3. What problem do Matryoshka embeddings solve, and how?

Show Answer
Matryoshka embeddings solve the problem of needing different embedding dimensionalities for different use cases (e.g., low-latency search vs. high-accuracy search). They achieve this by training a single model whose embeddings are valid at multiple truncation points. During training, the loss is computed at several dimension prefixes simultaneously, forcing the model to concentrate the most important information in the leading dimensions. You can then truncate the vector to any prefix length and still get useful embeddings.
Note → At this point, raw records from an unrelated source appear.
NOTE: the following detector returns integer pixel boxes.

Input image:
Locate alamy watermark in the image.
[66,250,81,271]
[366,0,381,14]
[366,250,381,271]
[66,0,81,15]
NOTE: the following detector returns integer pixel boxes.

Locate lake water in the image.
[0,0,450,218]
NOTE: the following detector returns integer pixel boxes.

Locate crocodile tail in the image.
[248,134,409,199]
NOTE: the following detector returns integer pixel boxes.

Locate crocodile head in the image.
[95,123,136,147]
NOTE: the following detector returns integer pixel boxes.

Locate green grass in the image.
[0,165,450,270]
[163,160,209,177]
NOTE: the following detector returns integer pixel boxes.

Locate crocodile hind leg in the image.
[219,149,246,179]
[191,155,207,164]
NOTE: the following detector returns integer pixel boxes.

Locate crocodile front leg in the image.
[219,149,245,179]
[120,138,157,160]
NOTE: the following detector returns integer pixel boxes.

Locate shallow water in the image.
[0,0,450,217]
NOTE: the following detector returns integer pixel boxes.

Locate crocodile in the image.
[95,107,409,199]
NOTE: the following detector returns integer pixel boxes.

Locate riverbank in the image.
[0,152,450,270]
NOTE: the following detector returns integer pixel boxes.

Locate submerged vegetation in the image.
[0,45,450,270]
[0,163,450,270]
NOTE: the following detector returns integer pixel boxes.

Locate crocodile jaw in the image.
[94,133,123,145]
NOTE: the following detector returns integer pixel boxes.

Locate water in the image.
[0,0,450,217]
4. Why are hard negatives important for training embedding models?

Show Answer
Hard negatives are passages that are superficially similar to the query (e.g., they share keywords) but are not actually relevant. They force the model to learn fine-grained semantic distinctions rather than relying on simple lexical overlap. Training with only random negatives results in a model that can distinguish obviously different topics but fails to differentiate between closely related passages. Hard negatives push the model to develop deeper understanding of relevance.

5. When vectors are L2-normalized, what is the relationship between cosine similarity and dot product?

Show Answer
When vectors are L2-normalized (unit length), cosine similarity and dot product are mathematically identical. Cosine similarity is defined as dot(a, b) / (||a|| * ||b||). When ||a|| = ||b|| = 1, this simplifies to dot(a, b). This is why normalizing embeddings is a common best practice: it allows you to use the faster dot product operation while getting the same ranking as cosine similarity.